This sounds about right to me:
Rick writes: “I offer my opinion re: George Lucas. He and Steven
Spielberg are two of the most disastrous pop cultural figures of the
last thirty years. They converted an entire medium to
childishness–scary sharks, space men, Indiana Jones. Star Wars is bits
of plastic put together with Scotch tape. There were clever moments here
and there, and more often cheap thrills. But anything adult was
banished. Spielberg so lowered the bar that when he turned around and
did Schindler’s List he was hailed as some sort of Dante. But who had
turned Nazis into thick-accented goons pursuing the Ark of the Covenant?”

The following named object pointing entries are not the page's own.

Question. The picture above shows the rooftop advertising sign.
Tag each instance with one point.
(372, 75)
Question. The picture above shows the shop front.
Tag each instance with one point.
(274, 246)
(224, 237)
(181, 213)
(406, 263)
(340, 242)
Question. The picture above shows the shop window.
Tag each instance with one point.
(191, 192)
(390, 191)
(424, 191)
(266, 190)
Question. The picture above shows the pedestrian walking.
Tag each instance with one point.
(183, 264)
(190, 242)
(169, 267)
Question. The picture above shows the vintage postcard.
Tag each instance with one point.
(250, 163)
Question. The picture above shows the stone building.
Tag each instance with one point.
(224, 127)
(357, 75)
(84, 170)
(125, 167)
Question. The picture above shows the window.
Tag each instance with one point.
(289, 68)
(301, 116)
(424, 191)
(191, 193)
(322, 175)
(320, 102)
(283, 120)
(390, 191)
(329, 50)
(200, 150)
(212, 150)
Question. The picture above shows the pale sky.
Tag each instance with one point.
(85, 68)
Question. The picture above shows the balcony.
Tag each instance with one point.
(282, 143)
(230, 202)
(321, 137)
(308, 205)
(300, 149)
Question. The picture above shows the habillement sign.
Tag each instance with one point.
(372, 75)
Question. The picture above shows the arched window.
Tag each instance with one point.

It’s hardly new to offer the Nazis as thick-accented goons pursuing
ANYTHING. How is Raiders different from The Guns of Navarone or even
Major Strasser in Casablanca? Nazis make great villains. You can kill
them and everyone cheers. Vampires are great, too. And robots. Dead,
but not really dead. Now about those Nazi Robot Vampires…
Raiders is a very fine film, and I protest anyone taking a poke at it.

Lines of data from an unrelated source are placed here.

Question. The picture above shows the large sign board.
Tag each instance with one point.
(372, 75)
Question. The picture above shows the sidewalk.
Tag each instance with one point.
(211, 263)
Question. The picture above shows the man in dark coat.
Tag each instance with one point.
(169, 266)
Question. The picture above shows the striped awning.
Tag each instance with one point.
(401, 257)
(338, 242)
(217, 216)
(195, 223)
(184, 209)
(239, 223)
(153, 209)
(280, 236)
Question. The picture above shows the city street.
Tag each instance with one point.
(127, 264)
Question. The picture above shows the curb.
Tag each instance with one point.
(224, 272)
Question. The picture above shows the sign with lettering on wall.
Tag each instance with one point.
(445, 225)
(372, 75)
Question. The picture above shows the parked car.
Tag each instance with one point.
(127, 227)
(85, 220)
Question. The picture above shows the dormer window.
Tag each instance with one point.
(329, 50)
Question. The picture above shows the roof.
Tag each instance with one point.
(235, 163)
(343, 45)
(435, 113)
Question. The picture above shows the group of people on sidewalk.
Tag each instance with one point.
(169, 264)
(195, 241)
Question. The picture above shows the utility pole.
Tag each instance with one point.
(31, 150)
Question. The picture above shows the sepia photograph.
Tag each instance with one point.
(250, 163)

As a pastiche of Republic serials, it surpasses that shlock easily. As
a mirror of Bond films, it out-adventured Bond in a pinch. The problem
with both Spielberg and Lucas, and virtually everyone in the movie
business, as opposed to the art of film, is when they take themselves
seriously. When self-importance creeps in, and suddenly last year’s
box-office king becomes this year’s artiste, then whatever fun
evaporates and leaves us with molten drek that used to be celluloid.
When Star Wars is Flash Gordon meets a Pirate movie, it’s fine and fun.
When Star Wars is some sort of weird paean to Joseph Campbell, it’s dull
as dishwater. That said, I think Schindler’s List is a fine film, give
or take some maudlin moments that verge on exploitation.